Um bombardeio massivo realizado pela Rússia durante a madrugada deste sábado atingiu a região de Kiev, resultando na morte de pelo menos quatro pessoas e deixando outras 15 feridas. Segundo o presidente ucraniano, Volodymyr Zelenskyy, o ataque utilizou uma combinação de 430 drones e 68 mísseis, tendo como alvo principal a infraestrutura energética da capital e áreas adjacentes. As defesas aéreas da Ucrânia conseguiram interceptar a totalidade dos mísseis e 402 drones disparados, mas os destroços e os impactos diretos causaram destruição em larga escala em quatro zonas da cidade.
O chefe da administração regional, Mykola Kalashnyk, informou que três dos feridos permanecem em estado crítico, com dois deles passando por cirurgias de emergência. O balanço preliminar aponta danos em pelo menos 30 locais, incluindo edifícios residenciais, escolas, empresas e instalações consideradas críticas para o funcionamento dos serviços essenciais. Além da região de Kiev, Zelenskyy confirmou que operações de resgate e limpeza estão em andamento nas províncias de Sumy, Kharkiv, Dnipro e Mykolaiv, evidenciando a amplitude da ofensiva russa em diferentes frentes do território ucraniano.
Por outro lado, o Ministério da Defesa da Rússia emitiu um comunicado afirmando que as incursões noturnas foram direcionadas exclusivamente a instalações energéticas e industriais que apoiam as forças armadas da Ucrânia, bem como a aeródromos militares.

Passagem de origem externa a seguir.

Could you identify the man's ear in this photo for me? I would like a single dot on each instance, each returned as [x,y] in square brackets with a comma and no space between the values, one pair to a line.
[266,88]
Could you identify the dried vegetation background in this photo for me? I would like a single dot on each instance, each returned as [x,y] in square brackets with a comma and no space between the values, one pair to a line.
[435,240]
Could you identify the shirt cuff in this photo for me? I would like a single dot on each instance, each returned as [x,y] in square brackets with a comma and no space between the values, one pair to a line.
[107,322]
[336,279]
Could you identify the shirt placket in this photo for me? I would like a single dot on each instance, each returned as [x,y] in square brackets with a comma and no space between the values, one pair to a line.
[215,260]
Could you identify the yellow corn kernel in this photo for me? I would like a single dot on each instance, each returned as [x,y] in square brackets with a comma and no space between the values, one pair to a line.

Enquanto o governo ucraniano denuncia o impacto severo sobre áreas civis e serviços básicos, Moscou mantém a narrativa de que os alvos possuíam natureza militar estratégica. A escalada ocorre em um momento de pressão renovada sobre o sistema elétrico da Ucrânia, que tem sido alvo recorrente de ataques visando desestabilizar o país.